How to show that every nonempty $X \subset \mathbb N$ has an $\in$-minimal element I am trying to prove the following:

Every nonempty $X \subset \mathbb N$ has an $\in$-minimal element.

Proof: Take some $n \in X$. Then $\min \{ n \cap X \} = \min \{ X \}$.
Is this ok or should it be more detailed? 
 A: As to whether your answer is OK in the sense of being correct, I'd say yes.
As to whether it's detailed enough, I'd say: That depends.  There are a lot of seemingly "easy" questions like these in the beginning of set theory and the most important point is not to find some kind of "acceptable" answer but rather to watch out for what you already know (by axioms or things you've already proved) as opposed to what you only think you know.  I'd therefore recommend that in the beginning you are as detailed as possible justifying each step in your proof.  And for others to help you you need to tell them exactly this: What you already know and are therefore allowed to use (like from previous exercises).  Once you get the hang of it, you can get a bit more loose.

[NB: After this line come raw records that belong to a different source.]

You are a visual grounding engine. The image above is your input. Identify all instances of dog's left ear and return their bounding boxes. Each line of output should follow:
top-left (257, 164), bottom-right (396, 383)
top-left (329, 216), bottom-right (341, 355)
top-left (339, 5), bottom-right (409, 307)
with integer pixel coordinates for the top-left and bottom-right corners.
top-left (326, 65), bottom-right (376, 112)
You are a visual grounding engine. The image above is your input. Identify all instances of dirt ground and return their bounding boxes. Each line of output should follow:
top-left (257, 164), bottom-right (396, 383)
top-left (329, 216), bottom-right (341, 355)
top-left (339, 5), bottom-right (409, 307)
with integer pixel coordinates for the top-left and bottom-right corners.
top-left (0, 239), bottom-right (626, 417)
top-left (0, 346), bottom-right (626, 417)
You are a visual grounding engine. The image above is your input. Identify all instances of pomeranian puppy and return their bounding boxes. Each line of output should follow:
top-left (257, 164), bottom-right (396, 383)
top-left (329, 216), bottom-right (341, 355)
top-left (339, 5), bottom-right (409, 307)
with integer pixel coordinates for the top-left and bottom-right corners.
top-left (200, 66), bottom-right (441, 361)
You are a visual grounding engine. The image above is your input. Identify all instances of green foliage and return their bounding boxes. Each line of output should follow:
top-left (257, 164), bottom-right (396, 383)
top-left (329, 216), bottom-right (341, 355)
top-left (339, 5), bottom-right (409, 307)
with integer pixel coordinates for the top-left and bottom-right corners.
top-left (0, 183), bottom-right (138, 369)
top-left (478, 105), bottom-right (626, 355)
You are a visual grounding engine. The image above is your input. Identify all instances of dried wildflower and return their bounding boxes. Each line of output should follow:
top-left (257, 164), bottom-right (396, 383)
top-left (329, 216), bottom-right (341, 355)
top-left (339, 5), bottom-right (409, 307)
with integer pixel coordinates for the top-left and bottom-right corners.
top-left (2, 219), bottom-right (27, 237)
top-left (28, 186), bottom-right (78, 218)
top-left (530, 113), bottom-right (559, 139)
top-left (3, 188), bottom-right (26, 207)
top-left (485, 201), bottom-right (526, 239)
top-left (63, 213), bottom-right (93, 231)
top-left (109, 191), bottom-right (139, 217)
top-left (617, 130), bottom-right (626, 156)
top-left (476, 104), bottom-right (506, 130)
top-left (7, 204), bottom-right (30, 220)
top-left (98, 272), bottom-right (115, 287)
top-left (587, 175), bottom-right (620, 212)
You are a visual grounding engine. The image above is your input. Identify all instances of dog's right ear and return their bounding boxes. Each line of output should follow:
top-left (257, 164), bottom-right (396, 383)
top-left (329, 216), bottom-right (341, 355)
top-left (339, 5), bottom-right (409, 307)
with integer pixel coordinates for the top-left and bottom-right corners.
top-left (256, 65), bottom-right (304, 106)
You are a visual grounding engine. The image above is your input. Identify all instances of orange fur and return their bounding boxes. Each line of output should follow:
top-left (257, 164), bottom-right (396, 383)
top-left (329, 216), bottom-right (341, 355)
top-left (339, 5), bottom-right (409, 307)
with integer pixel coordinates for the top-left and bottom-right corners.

Here for example for $\min\{n \cap X\}$ to make sense you already need to know that $x \in \mathbb N$ implies $x \subseteq \mathbb N$.  And then you need to know that $n$ (viewed as a set of natural numbers) has an $\in$-minimal element.  For someone trained in set theory, these are all obvious facts, but they won't know in which order you've been taught such things, i.e. whether you are allowed to use these facts or not.  That makes it difficult to help you.